The colonial government built roads and railways, and river steamers, belonging to the Irrawaddy Flotilla Company, operated between Rangoon and Mandalay. The British brought electricity to Rangoon, improved urban sanitation, built hospitals and redesigned the capital on a grid system.
While the British set about building and modernizing, they benefited greatly from an economic boom in the Irrawaddy delta region. When they first arrived in Burma, much of the delta was swampland. But under the British, Burmese farmers began to settle in the delta and clear land for rice cultivation. In 1855, paddy fields covered 400,000 ha; by 1873 the forests had been cleared sufficiently to double the productive area. Land under rice cultivation increased by another 400,000 ha roughly every 7 years, reaching 4 million ha in 1930. Population in the area - which was about 1.5 million in the rnid-1 9th century- increased more than 5-fold.

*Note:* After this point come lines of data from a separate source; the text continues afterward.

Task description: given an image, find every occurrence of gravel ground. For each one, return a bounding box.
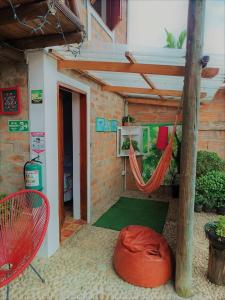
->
[0,196,225,300]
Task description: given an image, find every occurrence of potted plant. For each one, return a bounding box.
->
[195,171,225,212]
[121,138,140,152]
[204,216,225,285]
[122,115,135,126]
[216,200,225,215]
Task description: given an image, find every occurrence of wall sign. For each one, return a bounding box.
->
[104,119,111,132]
[111,120,118,132]
[31,132,45,154]
[95,118,105,132]
[31,90,43,104]
[0,86,21,115]
[8,120,29,132]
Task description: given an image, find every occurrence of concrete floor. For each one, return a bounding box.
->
[0,193,225,300]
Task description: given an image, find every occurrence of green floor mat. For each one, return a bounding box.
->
[93,197,168,233]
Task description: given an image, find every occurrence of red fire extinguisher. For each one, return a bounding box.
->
[23,157,43,191]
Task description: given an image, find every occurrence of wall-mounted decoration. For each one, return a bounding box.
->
[31,90,43,104]
[0,86,21,115]
[31,132,45,154]
[8,120,29,132]
[104,119,111,132]
[95,118,105,132]
[111,120,118,132]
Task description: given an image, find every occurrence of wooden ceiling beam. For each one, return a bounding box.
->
[0,1,48,26]
[102,85,206,98]
[0,47,25,63]
[58,60,219,78]
[9,32,82,50]
[125,51,163,99]
[126,98,180,107]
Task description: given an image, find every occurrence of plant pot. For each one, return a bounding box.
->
[194,204,203,212]
[216,206,225,216]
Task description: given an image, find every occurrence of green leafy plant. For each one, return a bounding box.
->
[215,216,225,238]
[196,150,225,177]
[121,138,140,151]
[195,171,225,209]
[165,28,187,49]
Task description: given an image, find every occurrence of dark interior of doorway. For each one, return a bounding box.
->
[62,91,73,217]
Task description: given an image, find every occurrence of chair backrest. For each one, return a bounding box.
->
[0,190,50,287]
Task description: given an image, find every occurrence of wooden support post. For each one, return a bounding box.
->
[175,0,205,298]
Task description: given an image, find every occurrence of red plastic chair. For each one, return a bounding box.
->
[0,190,49,299]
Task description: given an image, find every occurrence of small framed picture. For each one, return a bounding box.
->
[104,119,111,132]
[0,86,21,115]
[111,120,118,132]
[95,118,105,132]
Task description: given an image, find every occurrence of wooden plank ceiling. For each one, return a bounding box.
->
[0,0,84,59]
[58,52,219,106]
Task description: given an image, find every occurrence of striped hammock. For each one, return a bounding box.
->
[129,116,178,193]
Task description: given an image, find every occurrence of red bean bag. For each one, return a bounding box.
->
[113,225,172,288]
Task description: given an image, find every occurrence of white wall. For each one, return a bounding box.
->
[27,50,91,257]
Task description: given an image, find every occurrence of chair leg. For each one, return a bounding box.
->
[30,264,45,283]
[6,284,9,300]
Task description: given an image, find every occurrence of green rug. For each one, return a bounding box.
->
[93,197,168,233]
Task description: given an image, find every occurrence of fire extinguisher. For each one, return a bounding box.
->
[23,156,43,191]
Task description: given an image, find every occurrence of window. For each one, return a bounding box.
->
[90,0,122,30]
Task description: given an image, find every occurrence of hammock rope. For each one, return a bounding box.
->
[129,114,178,193]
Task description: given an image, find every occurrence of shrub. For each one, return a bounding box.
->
[215,216,225,238]
[196,150,225,177]
[195,171,225,208]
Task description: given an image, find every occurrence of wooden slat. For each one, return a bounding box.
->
[58,60,219,78]
[126,98,180,107]
[102,85,206,98]
[10,32,82,49]
[125,51,163,99]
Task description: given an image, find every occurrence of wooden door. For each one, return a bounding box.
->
[80,94,87,221]
[58,90,65,230]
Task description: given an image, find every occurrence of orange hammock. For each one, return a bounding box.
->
[129,116,178,193]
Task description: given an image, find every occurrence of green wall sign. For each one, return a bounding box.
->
[8,120,29,132]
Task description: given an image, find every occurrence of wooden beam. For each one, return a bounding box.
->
[175,0,205,298]
[102,85,206,98]
[0,47,25,63]
[9,32,82,50]
[126,98,180,107]
[125,51,163,99]
[0,1,48,26]
[58,60,219,78]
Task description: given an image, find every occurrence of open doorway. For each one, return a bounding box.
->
[58,87,87,241]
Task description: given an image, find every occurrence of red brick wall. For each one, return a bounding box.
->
[0,64,29,194]
[126,89,225,189]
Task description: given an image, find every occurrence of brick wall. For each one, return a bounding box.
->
[126,89,225,189]
[0,64,29,194]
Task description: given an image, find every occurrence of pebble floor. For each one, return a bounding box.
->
[0,197,225,300]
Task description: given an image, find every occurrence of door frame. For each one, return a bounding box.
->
[57,78,92,223]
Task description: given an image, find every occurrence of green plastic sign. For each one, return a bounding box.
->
[8,120,29,132]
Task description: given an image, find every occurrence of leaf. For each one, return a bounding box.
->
[177,30,187,49]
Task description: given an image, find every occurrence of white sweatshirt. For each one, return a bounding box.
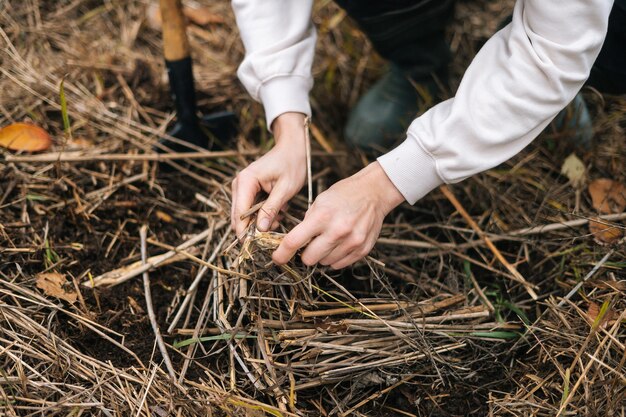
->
[232,0,613,204]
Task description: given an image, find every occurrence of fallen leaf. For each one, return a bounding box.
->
[561,154,586,187]
[589,178,626,214]
[146,3,225,30]
[0,123,52,152]
[154,210,174,223]
[37,272,78,303]
[183,7,225,26]
[589,219,623,245]
[587,301,615,327]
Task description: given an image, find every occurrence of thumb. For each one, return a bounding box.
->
[256,184,291,232]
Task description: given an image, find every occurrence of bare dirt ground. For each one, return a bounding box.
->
[0,0,626,416]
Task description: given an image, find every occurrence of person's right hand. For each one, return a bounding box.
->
[230,113,306,239]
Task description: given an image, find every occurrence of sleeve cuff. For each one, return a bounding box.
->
[259,75,312,130]
[378,133,444,204]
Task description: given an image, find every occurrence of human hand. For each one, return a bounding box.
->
[272,162,404,269]
[230,113,306,239]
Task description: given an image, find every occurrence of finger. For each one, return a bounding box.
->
[330,254,365,269]
[272,216,322,265]
[256,182,291,232]
[330,242,374,269]
[234,176,261,239]
[319,242,352,266]
[302,234,339,266]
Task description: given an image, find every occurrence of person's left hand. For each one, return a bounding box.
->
[272,162,404,269]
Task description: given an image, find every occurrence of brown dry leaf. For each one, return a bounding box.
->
[37,272,78,303]
[154,210,174,223]
[146,3,225,30]
[183,7,225,26]
[589,178,626,214]
[0,123,52,152]
[587,301,615,327]
[589,219,623,245]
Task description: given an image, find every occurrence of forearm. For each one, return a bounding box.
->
[379,0,612,203]
[232,0,316,128]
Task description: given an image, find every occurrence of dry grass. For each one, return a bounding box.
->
[0,0,626,416]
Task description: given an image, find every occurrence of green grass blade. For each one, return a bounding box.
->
[59,78,71,137]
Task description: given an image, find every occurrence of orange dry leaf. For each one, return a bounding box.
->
[37,272,78,303]
[154,210,174,223]
[183,7,224,26]
[589,178,626,214]
[0,123,52,152]
[587,301,615,327]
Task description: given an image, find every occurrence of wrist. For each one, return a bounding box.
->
[272,112,306,143]
[363,161,405,215]
[272,112,306,157]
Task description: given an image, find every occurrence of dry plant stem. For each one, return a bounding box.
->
[139,225,176,381]
[556,245,624,307]
[83,222,226,287]
[439,185,538,300]
[339,375,417,417]
[4,150,345,163]
[376,213,626,252]
[304,116,313,208]
[239,200,267,220]
[167,226,230,333]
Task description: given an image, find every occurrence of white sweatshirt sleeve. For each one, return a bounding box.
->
[378,0,613,204]
[232,0,316,129]
[232,0,613,204]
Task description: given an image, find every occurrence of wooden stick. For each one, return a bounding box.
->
[83,228,211,287]
[299,301,415,318]
[139,224,176,381]
[376,213,626,253]
[439,184,539,300]
[304,116,313,208]
[4,150,345,163]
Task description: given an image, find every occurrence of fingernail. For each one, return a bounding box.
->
[257,217,270,232]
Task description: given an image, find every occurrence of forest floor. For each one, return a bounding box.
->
[0,0,626,417]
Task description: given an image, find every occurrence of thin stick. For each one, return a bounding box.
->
[556,249,615,307]
[376,213,626,255]
[139,224,176,381]
[4,150,345,163]
[439,185,538,300]
[304,117,313,208]
[239,200,267,220]
[83,222,226,287]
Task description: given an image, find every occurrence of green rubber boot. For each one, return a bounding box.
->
[344,64,438,151]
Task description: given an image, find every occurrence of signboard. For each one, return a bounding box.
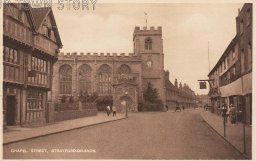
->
[199,82,206,89]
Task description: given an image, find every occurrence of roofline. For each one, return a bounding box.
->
[208,35,238,77]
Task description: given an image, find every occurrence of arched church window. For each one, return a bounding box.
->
[98,64,111,94]
[59,65,72,94]
[119,64,131,74]
[78,64,92,95]
[145,38,152,50]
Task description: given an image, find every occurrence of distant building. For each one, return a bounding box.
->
[208,3,253,124]
[3,3,62,126]
[165,71,196,109]
[52,27,196,112]
[52,27,165,111]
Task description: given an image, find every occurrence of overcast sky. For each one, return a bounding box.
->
[53,3,243,94]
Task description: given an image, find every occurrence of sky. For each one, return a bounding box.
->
[53,3,243,94]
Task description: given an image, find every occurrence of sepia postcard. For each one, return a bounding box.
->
[0,0,255,160]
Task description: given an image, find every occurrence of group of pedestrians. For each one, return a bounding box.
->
[107,105,116,116]
[221,103,237,124]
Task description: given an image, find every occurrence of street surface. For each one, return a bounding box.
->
[3,109,244,159]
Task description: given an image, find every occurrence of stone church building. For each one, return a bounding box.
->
[52,27,166,112]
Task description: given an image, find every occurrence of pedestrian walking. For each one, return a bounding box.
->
[112,106,116,116]
[229,104,236,124]
[165,105,169,112]
[175,101,181,112]
[107,105,110,116]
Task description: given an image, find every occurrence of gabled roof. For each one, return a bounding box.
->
[31,7,62,46]
[31,7,51,30]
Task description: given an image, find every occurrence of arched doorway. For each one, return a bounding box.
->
[119,95,136,112]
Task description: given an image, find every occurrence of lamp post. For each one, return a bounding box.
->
[124,92,128,118]
[221,106,227,137]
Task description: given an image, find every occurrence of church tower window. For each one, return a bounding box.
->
[145,38,152,50]
[59,65,72,95]
[98,64,111,94]
[79,64,92,94]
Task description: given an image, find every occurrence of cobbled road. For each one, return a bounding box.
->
[3,110,244,160]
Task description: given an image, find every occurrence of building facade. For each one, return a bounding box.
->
[3,3,62,126]
[52,27,196,112]
[208,3,253,124]
[165,71,196,110]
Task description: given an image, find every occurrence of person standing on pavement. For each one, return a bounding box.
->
[112,106,116,116]
[107,105,110,116]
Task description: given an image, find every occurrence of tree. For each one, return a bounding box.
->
[143,82,160,103]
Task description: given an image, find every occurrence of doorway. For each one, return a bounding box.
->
[6,96,16,126]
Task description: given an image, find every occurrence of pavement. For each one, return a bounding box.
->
[2,109,245,160]
[3,112,125,145]
[200,109,252,159]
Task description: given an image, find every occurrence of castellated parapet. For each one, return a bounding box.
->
[58,52,140,60]
[133,26,162,38]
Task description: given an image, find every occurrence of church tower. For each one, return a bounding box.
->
[133,27,166,105]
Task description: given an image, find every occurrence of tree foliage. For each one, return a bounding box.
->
[143,82,160,103]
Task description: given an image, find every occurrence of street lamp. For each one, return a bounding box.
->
[124,92,128,118]
[221,106,227,137]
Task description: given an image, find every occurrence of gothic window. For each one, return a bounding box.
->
[240,19,244,33]
[145,38,152,50]
[98,64,111,94]
[247,42,252,69]
[246,8,251,26]
[59,65,72,94]
[119,64,131,74]
[78,64,92,94]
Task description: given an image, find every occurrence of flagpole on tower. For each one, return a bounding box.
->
[144,12,148,27]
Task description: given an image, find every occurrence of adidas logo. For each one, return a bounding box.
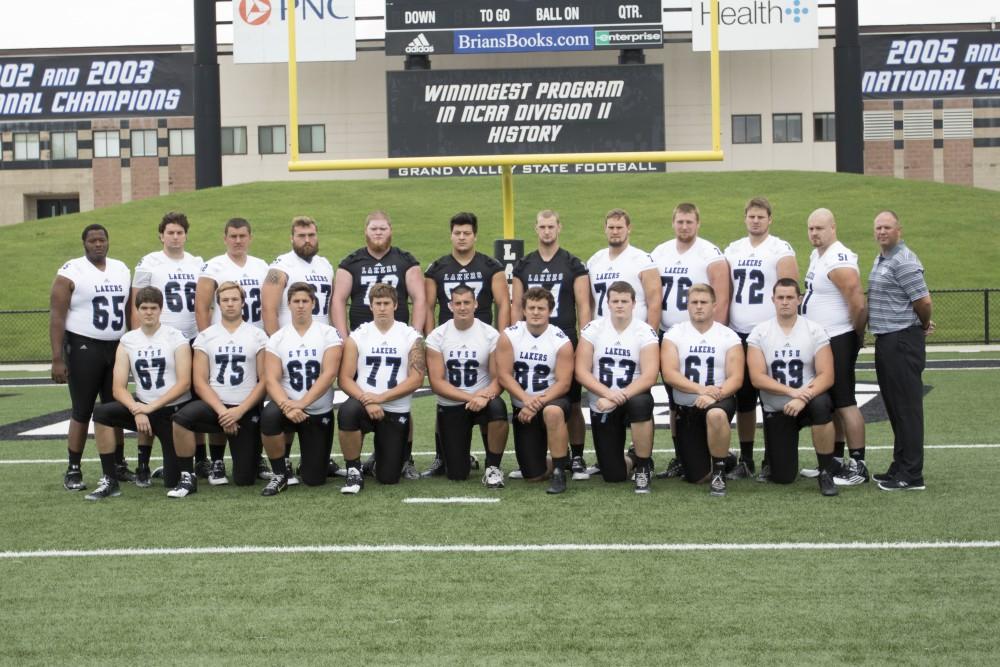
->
[403,33,434,53]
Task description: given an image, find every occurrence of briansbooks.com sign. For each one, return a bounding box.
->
[386,65,665,176]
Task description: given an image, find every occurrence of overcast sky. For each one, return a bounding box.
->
[0,0,1000,49]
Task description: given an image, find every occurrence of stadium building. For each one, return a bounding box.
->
[0,0,1000,224]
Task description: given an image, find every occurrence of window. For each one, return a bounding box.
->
[772,113,802,144]
[299,125,326,153]
[733,114,760,144]
[170,127,194,155]
[132,130,157,157]
[14,132,39,160]
[222,127,247,155]
[49,132,76,160]
[257,125,285,155]
[94,130,121,157]
[813,113,837,141]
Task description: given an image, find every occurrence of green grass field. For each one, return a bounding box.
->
[0,362,1000,665]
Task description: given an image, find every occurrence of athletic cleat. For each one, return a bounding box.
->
[84,475,122,500]
[656,457,684,479]
[545,468,566,494]
[420,456,446,479]
[208,461,229,486]
[135,463,153,489]
[167,472,198,498]
[708,471,726,498]
[115,461,135,482]
[833,459,869,486]
[634,470,651,493]
[285,459,299,486]
[63,466,87,491]
[326,456,347,477]
[569,456,590,481]
[819,470,840,496]
[402,456,420,481]
[878,478,927,491]
[726,459,756,479]
[195,459,212,480]
[483,466,503,489]
[340,468,365,496]
[260,473,288,497]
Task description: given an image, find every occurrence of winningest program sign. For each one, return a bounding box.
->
[0,53,194,120]
[386,65,665,177]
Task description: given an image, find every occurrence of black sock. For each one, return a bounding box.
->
[101,452,117,479]
[268,456,288,476]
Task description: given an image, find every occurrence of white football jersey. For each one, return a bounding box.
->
[119,324,191,405]
[57,257,132,340]
[747,317,830,412]
[200,254,267,331]
[269,250,333,327]
[663,320,742,405]
[726,236,795,334]
[427,319,500,405]
[580,317,659,412]
[504,320,572,408]
[132,250,204,340]
[266,322,344,415]
[351,321,422,412]
[799,241,860,338]
[587,245,656,322]
[650,238,726,331]
[194,322,267,405]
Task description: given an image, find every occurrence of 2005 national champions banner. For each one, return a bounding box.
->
[386,65,665,177]
[0,53,194,121]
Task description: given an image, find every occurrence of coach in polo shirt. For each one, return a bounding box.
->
[868,210,934,491]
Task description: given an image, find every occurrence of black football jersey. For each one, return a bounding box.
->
[338,246,418,331]
[424,252,503,326]
[514,248,587,342]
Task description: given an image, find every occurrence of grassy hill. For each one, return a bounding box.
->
[0,171,1000,310]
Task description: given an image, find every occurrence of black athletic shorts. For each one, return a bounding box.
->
[830,330,861,409]
[174,400,261,486]
[674,396,736,483]
[590,391,653,482]
[260,401,334,486]
[512,396,569,479]
[437,396,507,481]
[764,393,833,484]
[63,331,118,424]
[337,398,410,484]
[94,401,185,489]
[736,331,760,412]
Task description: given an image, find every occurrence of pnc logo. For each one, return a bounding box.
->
[239,0,271,25]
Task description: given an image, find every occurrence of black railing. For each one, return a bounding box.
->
[0,288,1000,363]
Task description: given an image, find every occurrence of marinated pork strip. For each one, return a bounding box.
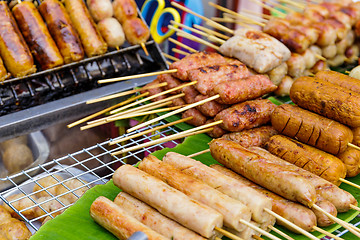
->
[208,75,277,104]
[139,155,251,231]
[214,99,276,132]
[114,192,205,240]
[210,164,316,232]
[39,0,85,63]
[90,196,168,240]
[188,61,250,95]
[195,94,228,117]
[112,165,223,238]
[64,0,107,57]
[0,1,36,77]
[290,77,360,127]
[222,126,278,148]
[163,152,274,223]
[169,52,226,81]
[12,2,64,70]
[210,138,316,207]
[250,147,357,212]
[266,135,346,186]
[315,70,360,93]
[271,104,353,155]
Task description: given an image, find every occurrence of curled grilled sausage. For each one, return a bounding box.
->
[64,0,107,57]
[0,1,36,77]
[266,135,346,186]
[39,0,85,63]
[12,2,64,70]
[290,77,360,127]
[271,104,353,155]
[214,99,276,132]
[222,126,278,148]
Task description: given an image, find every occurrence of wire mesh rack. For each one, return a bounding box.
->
[0,121,180,233]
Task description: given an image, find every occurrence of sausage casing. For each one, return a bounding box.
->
[0,1,36,77]
[39,0,85,63]
[271,104,353,155]
[266,135,346,186]
[64,0,107,57]
[12,2,64,70]
[290,77,360,127]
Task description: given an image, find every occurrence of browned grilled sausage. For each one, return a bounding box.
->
[0,1,36,77]
[39,0,85,63]
[223,126,278,148]
[266,135,346,186]
[315,70,360,93]
[209,75,277,104]
[112,0,137,24]
[290,77,360,127]
[64,0,107,57]
[215,99,276,132]
[12,2,64,70]
[271,104,353,155]
[195,94,227,117]
[209,138,316,207]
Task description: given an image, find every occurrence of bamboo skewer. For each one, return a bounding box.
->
[109,117,193,146]
[86,82,167,104]
[127,95,220,133]
[98,69,177,83]
[67,92,149,128]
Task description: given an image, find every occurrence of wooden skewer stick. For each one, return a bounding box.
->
[111,126,215,156]
[209,2,265,27]
[268,225,295,240]
[168,38,198,53]
[163,53,180,62]
[215,227,244,240]
[86,82,167,104]
[110,81,197,114]
[240,219,281,240]
[188,149,210,158]
[109,117,193,146]
[313,226,344,240]
[312,204,360,238]
[264,208,319,240]
[171,1,234,34]
[194,24,230,40]
[98,69,177,83]
[127,95,220,133]
[67,92,149,128]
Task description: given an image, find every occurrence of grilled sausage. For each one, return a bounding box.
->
[250,147,357,212]
[139,155,251,231]
[12,2,64,70]
[0,1,36,77]
[266,135,346,186]
[39,0,85,63]
[112,0,137,24]
[64,0,107,57]
[169,52,226,81]
[211,164,316,232]
[114,192,205,240]
[98,17,125,48]
[112,165,223,238]
[271,104,353,155]
[222,126,278,148]
[290,77,360,127]
[188,61,250,95]
[315,70,360,93]
[163,152,274,223]
[209,75,277,104]
[210,138,316,207]
[214,99,276,132]
[90,196,168,240]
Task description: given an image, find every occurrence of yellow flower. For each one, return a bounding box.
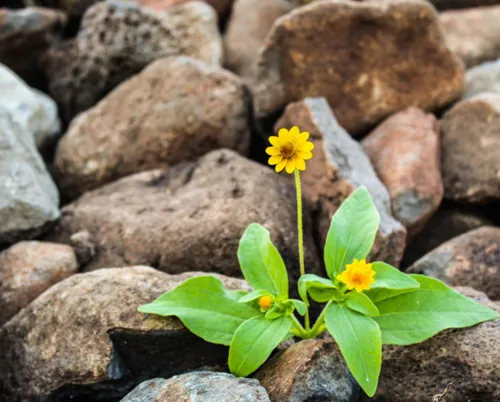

From the beginning of the colonial period, the British stressed the benefits of education, and formal Western-style schooling replaced the traditional monastic education system. Rangoon University was founded in 1920 and a new urban elite evolved. They attempted to bridge the gap between old and new Burma by calling for the reform of traditional Buddhist beliefs and practices. In 1906, the Young Men's Buddhist Association was established in an effort to assert Burmese cultural identity and remain distinct from their colonizers. In 1916, the YMBA objected to the fact that Europeans persisted in wearing shoes inside religious buildings, which was considered disdainful. After demonstrations in over 50 towns, the government ruled that abbots should have the right to determine how visitors should dress in their monasteries - a ruling hailed as a victory for the YMBA.
Note, for example, the fact that the 'shoe' protests happened, that they were led by an organisation modelled on a British one and that it resulted in a change of the law. Wouldn't it be good it that was how things happened now?